See also FAR 22.1003-4(d).

               Although similar in some respects to the conditions on previously exempt contracts, the commercial item exemption imposes five significant conditions. First, the commercial services must be sold regularly to non-Government customers. Second, the prime contractor subcontract must be awarded either sole source or pursuant to a competition in which price is not the dominant criterion for award. Third, the contractor must furnish the services at prices based on established catalog or market prices. Fourth, each service employee “will spend only a small portion of his or her time” on the Government contract (defined as less than 20 percent of annualize hours worked). And fifth, the contractor uses the same compensation plan (wages and fringe benefits) for both Government and commercial work.

               The one expansion in the regulation, was to extend the commercial exemption to subcontracts too. However, the prime contractor must certify to the contracting officer that it meets these criteria for exemption. If a prime contractor seeks to award a commercial exempt subcontract, it must certify that the subcontractor has met these conditions.
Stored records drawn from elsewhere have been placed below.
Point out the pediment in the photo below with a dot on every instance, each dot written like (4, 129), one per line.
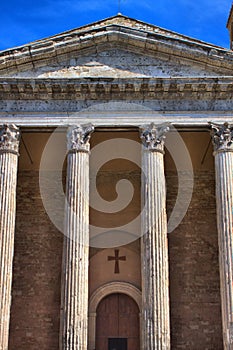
(118, 63)
(118, 47)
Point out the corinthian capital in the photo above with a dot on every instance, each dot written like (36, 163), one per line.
(78, 137)
(9, 139)
(153, 136)
(222, 137)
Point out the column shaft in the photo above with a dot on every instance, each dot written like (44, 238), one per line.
(223, 145)
(155, 290)
(74, 316)
(9, 144)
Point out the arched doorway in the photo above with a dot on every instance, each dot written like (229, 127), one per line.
(117, 323)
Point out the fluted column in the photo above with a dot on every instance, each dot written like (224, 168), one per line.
(9, 147)
(155, 290)
(74, 315)
(222, 136)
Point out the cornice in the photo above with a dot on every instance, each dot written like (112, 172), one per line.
(116, 89)
(58, 47)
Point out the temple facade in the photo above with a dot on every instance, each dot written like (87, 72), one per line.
(116, 191)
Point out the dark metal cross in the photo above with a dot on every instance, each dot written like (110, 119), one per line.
(119, 6)
(117, 258)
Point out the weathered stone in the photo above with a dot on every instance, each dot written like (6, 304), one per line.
(74, 310)
(9, 145)
(155, 280)
(222, 136)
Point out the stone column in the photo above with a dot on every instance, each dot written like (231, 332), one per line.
(9, 147)
(155, 290)
(222, 136)
(74, 315)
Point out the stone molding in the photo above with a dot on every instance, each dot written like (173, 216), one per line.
(78, 138)
(153, 136)
(115, 89)
(222, 137)
(9, 139)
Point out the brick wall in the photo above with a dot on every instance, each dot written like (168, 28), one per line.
(194, 272)
(194, 269)
(37, 266)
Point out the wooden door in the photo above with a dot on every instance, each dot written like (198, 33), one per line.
(117, 318)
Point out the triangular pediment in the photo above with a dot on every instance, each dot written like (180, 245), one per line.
(117, 63)
(118, 47)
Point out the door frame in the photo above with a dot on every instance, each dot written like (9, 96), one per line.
(102, 292)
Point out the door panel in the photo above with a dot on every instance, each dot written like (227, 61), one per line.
(117, 344)
(117, 318)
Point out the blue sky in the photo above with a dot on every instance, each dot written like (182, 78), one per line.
(23, 21)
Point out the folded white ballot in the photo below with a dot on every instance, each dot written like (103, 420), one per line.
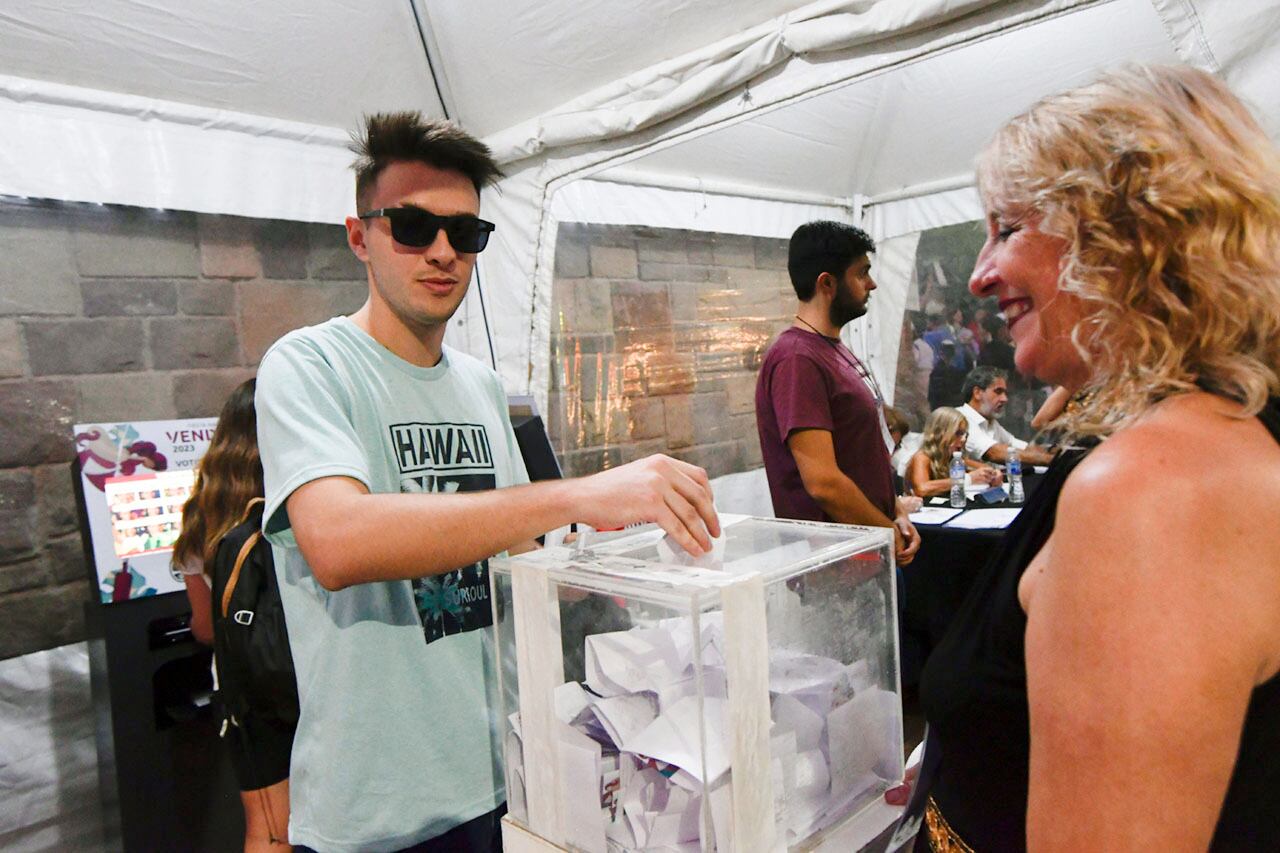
(632, 661)
(659, 813)
(624, 716)
(672, 737)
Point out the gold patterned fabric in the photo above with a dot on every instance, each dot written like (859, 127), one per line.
(942, 838)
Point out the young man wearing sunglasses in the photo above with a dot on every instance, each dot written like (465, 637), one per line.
(388, 459)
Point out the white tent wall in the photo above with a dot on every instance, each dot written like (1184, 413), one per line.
(616, 204)
(695, 99)
(76, 144)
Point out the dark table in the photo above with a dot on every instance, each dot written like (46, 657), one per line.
(937, 580)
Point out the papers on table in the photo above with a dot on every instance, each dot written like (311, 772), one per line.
(933, 515)
(993, 518)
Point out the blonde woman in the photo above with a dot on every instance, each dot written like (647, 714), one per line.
(1111, 682)
(929, 470)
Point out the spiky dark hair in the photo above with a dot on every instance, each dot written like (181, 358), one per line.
(391, 137)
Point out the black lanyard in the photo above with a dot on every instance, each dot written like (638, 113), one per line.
(851, 360)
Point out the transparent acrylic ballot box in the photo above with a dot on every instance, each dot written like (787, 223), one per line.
(748, 699)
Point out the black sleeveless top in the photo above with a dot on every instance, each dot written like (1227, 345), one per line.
(974, 697)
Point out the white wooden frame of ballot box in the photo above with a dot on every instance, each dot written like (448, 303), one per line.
(535, 616)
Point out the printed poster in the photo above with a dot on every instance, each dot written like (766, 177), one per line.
(137, 477)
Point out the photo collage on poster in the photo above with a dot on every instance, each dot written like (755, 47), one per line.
(136, 479)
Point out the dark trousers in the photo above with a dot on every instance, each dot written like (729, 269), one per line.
(478, 835)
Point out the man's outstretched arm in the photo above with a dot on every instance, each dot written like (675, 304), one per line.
(351, 537)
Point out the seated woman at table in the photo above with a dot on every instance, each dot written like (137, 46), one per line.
(929, 470)
(1112, 680)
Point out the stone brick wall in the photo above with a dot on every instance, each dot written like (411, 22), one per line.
(117, 313)
(656, 343)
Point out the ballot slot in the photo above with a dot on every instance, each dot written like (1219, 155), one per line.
(634, 738)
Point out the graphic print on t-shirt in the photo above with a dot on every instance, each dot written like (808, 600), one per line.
(447, 457)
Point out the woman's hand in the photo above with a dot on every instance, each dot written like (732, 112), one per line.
(987, 474)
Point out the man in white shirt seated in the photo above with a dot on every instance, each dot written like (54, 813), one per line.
(986, 391)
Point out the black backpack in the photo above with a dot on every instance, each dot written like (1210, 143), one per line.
(251, 643)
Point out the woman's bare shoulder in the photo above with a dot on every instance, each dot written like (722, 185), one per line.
(1188, 446)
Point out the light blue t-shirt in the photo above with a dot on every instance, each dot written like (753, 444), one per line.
(398, 738)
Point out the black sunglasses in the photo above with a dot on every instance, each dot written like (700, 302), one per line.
(417, 228)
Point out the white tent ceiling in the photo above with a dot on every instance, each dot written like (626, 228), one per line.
(920, 122)
(327, 62)
(873, 108)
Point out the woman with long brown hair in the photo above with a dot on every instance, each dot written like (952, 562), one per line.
(229, 477)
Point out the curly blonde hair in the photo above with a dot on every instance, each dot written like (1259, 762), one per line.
(1168, 195)
(229, 477)
(941, 428)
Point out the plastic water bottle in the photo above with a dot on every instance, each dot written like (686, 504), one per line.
(956, 480)
(1014, 473)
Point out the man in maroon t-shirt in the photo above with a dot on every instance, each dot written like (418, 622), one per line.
(817, 406)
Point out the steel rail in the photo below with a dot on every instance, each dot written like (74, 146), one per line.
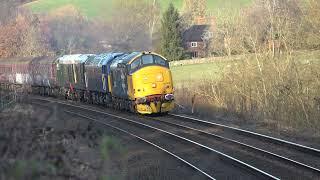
(174, 135)
(273, 139)
(296, 163)
(146, 141)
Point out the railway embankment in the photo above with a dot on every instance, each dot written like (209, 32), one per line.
(45, 143)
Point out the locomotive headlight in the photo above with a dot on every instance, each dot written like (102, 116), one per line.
(169, 97)
(141, 100)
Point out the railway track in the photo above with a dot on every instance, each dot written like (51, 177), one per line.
(208, 161)
(243, 158)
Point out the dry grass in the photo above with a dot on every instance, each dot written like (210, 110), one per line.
(284, 92)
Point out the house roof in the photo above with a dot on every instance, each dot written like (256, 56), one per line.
(194, 33)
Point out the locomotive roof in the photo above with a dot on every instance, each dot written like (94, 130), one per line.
(74, 58)
(103, 59)
(114, 57)
(17, 60)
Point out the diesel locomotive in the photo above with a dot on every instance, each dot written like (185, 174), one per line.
(139, 81)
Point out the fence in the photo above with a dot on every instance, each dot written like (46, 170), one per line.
(7, 99)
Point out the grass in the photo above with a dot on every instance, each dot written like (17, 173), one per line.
(284, 94)
(193, 72)
(103, 8)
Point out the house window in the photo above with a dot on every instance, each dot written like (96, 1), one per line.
(194, 54)
(194, 44)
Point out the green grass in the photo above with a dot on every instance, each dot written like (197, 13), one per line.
(216, 70)
(103, 8)
(194, 72)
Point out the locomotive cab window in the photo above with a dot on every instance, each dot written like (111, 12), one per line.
(147, 59)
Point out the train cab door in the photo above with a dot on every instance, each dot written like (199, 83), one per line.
(119, 78)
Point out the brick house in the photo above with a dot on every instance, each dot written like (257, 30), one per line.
(195, 40)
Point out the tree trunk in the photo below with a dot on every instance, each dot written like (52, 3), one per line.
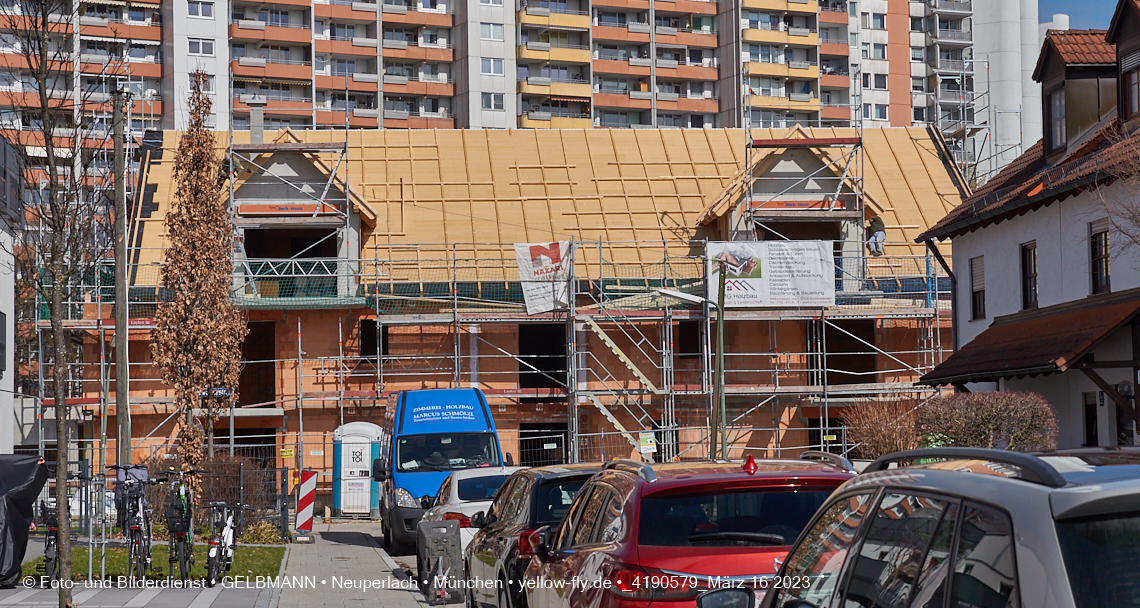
(63, 424)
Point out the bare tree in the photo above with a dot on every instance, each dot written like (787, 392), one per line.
(880, 428)
(197, 342)
(1002, 420)
(1122, 203)
(66, 215)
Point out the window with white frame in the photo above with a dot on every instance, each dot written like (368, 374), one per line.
(201, 46)
(493, 100)
(197, 8)
(490, 31)
(491, 66)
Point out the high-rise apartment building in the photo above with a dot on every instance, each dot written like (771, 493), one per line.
(415, 64)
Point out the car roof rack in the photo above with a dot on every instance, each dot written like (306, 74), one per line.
(1033, 469)
(835, 460)
(641, 469)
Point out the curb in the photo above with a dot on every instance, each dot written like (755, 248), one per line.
(389, 562)
(269, 598)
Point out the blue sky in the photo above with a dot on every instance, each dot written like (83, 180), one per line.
(1083, 14)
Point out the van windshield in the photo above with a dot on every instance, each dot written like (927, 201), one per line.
(446, 452)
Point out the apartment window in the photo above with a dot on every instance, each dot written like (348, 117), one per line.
(490, 31)
(201, 46)
(1131, 80)
(1098, 242)
(977, 288)
(1029, 274)
(493, 100)
(491, 66)
(198, 9)
(1055, 107)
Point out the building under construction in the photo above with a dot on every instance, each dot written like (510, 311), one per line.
(374, 261)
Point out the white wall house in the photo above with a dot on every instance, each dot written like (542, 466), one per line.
(1047, 288)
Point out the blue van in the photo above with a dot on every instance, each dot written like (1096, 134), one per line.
(425, 436)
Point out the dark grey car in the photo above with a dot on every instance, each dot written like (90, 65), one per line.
(527, 501)
(977, 528)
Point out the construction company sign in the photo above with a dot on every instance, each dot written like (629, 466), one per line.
(774, 273)
(544, 269)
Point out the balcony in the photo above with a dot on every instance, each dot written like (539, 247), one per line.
(951, 6)
(952, 35)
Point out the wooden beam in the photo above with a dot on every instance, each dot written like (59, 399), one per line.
(1121, 402)
(1109, 364)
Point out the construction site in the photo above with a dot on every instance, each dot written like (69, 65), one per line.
(376, 261)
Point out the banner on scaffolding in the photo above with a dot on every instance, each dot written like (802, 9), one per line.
(774, 273)
(544, 269)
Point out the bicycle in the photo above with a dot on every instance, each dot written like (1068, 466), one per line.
(221, 542)
(50, 543)
(180, 523)
(133, 517)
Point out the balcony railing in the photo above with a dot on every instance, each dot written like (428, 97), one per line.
(963, 35)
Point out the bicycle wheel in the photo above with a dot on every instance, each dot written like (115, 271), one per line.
(184, 559)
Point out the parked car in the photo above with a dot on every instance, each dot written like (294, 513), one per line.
(664, 533)
(501, 549)
(465, 493)
(967, 527)
(426, 435)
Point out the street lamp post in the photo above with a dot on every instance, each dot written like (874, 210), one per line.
(718, 379)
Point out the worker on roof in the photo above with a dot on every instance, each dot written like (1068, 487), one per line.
(877, 233)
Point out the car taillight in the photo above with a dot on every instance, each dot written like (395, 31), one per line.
(464, 520)
(523, 543)
(637, 584)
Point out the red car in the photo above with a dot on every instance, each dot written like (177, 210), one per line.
(638, 535)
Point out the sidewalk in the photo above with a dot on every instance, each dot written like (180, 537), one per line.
(342, 560)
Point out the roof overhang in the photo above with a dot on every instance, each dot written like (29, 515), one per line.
(1041, 341)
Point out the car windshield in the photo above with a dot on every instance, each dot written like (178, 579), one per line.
(1101, 553)
(748, 518)
(446, 452)
(553, 499)
(480, 488)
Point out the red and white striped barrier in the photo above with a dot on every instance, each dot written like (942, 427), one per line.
(308, 493)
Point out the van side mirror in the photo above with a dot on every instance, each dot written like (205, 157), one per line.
(540, 541)
(741, 597)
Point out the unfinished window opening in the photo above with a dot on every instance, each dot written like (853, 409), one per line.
(368, 339)
(543, 347)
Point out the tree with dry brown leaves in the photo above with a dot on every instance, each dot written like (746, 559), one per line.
(879, 428)
(197, 340)
(1022, 421)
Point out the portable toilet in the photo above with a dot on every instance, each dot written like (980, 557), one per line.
(355, 446)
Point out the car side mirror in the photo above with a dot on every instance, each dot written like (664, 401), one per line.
(540, 541)
(741, 597)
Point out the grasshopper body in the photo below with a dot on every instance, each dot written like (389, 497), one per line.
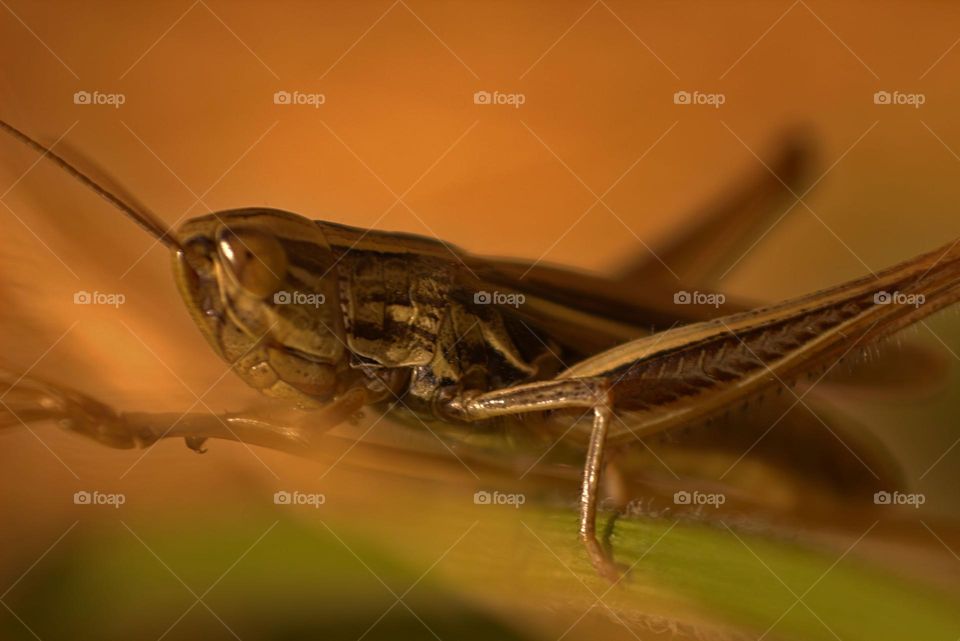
(327, 316)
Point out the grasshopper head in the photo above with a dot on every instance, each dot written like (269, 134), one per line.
(262, 286)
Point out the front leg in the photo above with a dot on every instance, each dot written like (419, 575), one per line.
(26, 399)
(588, 393)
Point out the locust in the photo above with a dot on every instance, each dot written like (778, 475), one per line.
(330, 319)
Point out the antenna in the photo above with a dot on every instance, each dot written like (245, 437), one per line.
(153, 225)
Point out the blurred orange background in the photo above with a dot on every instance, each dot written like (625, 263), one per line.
(399, 143)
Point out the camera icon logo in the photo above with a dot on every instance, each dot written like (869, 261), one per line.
(482, 98)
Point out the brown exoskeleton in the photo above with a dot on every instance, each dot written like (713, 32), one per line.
(334, 317)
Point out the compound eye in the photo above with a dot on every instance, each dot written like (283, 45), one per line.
(199, 253)
(255, 258)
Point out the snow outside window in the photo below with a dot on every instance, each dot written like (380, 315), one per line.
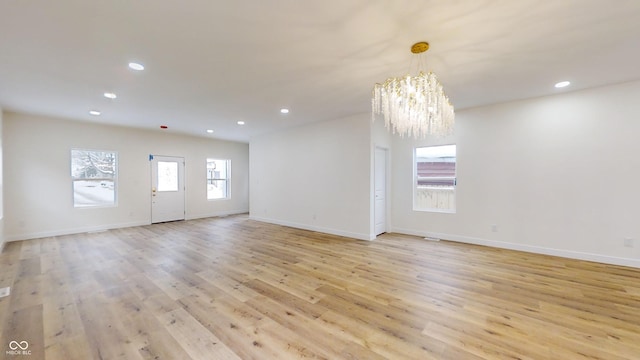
(93, 173)
(435, 179)
(218, 175)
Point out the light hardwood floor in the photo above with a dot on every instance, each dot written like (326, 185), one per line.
(233, 288)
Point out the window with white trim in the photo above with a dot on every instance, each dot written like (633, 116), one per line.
(218, 176)
(94, 177)
(435, 178)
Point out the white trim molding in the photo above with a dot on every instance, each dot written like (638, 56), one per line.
(569, 254)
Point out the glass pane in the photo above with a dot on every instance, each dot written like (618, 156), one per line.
(217, 169)
(93, 192)
(167, 176)
(217, 189)
(94, 176)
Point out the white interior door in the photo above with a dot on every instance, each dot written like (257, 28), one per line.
(380, 191)
(167, 188)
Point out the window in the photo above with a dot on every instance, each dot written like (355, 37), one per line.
(93, 174)
(218, 174)
(167, 176)
(435, 178)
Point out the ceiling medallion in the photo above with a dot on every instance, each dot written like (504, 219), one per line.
(414, 105)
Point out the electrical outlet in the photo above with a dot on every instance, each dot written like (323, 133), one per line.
(5, 292)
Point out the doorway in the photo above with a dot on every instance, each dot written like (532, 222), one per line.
(380, 191)
(167, 188)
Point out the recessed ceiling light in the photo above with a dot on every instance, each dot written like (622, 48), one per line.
(136, 66)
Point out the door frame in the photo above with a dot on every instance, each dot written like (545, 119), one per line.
(385, 172)
(181, 178)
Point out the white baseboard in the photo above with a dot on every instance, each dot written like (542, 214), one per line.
(69, 231)
(526, 248)
(217, 214)
(337, 232)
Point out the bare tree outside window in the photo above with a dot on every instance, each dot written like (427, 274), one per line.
(94, 177)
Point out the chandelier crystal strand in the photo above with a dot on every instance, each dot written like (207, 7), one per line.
(413, 106)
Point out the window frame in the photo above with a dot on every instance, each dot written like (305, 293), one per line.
(226, 179)
(453, 188)
(75, 178)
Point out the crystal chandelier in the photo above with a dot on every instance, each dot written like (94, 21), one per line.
(414, 105)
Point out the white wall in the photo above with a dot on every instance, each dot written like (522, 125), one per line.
(315, 177)
(39, 199)
(2, 237)
(557, 175)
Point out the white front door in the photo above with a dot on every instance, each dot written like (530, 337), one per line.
(380, 191)
(167, 188)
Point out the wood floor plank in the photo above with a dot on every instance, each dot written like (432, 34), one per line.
(235, 288)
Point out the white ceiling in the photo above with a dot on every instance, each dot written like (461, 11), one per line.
(211, 63)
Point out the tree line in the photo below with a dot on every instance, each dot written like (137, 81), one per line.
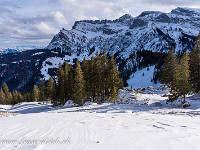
(96, 80)
(182, 75)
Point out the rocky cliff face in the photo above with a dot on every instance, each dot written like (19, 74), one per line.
(151, 30)
(125, 37)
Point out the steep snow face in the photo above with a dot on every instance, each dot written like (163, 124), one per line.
(151, 30)
(142, 78)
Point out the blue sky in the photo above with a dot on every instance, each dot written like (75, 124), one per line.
(35, 22)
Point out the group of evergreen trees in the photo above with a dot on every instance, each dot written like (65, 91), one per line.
(6, 97)
(96, 80)
(182, 75)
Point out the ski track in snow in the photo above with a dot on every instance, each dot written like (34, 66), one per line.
(105, 126)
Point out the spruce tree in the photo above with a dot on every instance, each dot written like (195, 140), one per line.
(35, 94)
(42, 91)
(195, 65)
(103, 75)
(114, 94)
(93, 75)
(79, 85)
(181, 84)
(61, 84)
(70, 82)
(2, 97)
(50, 90)
(113, 79)
(8, 95)
(86, 73)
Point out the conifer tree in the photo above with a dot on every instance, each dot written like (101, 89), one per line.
(114, 79)
(93, 77)
(195, 65)
(42, 91)
(181, 84)
(114, 94)
(50, 90)
(79, 85)
(35, 94)
(70, 82)
(86, 73)
(8, 95)
(169, 68)
(103, 75)
(61, 84)
(2, 97)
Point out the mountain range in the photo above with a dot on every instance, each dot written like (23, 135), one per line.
(136, 42)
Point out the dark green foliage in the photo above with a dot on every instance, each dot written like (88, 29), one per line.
(50, 90)
(8, 95)
(61, 84)
(181, 82)
(176, 76)
(169, 68)
(114, 94)
(35, 94)
(79, 85)
(2, 97)
(195, 65)
(42, 91)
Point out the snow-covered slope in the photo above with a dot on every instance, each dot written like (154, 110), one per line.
(137, 126)
(151, 30)
(142, 78)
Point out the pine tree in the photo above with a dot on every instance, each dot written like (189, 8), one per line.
(8, 95)
(169, 68)
(50, 90)
(103, 76)
(79, 85)
(70, 82)
(86, 73)
(114, 94)
(93, 78)
(2, 97)
(42, 91)
(181, 84)
(113, 79)
(35, 94)
(195, 65)
(61, 84)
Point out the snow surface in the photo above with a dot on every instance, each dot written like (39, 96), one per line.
(137, 79)
(143, 124)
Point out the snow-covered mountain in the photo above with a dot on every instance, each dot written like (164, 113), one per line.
(151, 30)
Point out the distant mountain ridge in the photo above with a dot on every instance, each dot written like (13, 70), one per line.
(151, 30)
(136, 42)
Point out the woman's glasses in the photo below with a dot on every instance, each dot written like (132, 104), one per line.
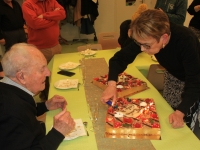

               The net impact of this change to the commercial exemption was to vastly limit its application. Very few government contracts are for commercial work as defined in this test. It applies only to a few limited fields of work. And even in those fields, if the contractor has a workforce dedicated to government service contracts, then it is not eligible for the commercial exemption. Very few prime contracts are commercial exempt from the SCA. Perhaps more subcontracts qualify for the commercial exemption, but even there it is a limited universe.

               Nonetheless, for a while, GSA dragged it heals in complying with the DOL regulations. Even though out the early 2000’s GSA continued to insist it scheduled contracts were commercially exempt from the SCA. GSA thus did not include the SCA clause or wage determination in such scheduled contracts unless they were so plainly for services, and not otherwise exempt, that it would make you blush at the thought of not applying the law. Accordingly, there was considerable evasion of the SCA requirements, particularly on task orders issued under schedule contracts.

              The advent of the Obama Administration and the rise of organized labor interests at DOL finally changed the situation. On January 15, 2009, the FAR was amended to reflect DOL’s 2001 rules. See 74 Fed. Reg. 2,724. Only then did we begin to see the movement of the schedule contracts into the world of the SCA. That movement has been fitful, and marked by continuing agency noncompliance, and is not without considerable confusion. GSA has changed its mind about how to implement the SCA wage determinations, focusing on initially on Mass Modifications that added all wage determination to many schedule contracts. However, GSA has recently said it was reverting to its prior practice of making the task order agency get wage determinations and comply with the SCA. However, chaotic it has been, there is no doubt the reach of the SCA has expanded much further into government service contracting here in the modern era. Not much work is deemed SCA commercial exempt anymore.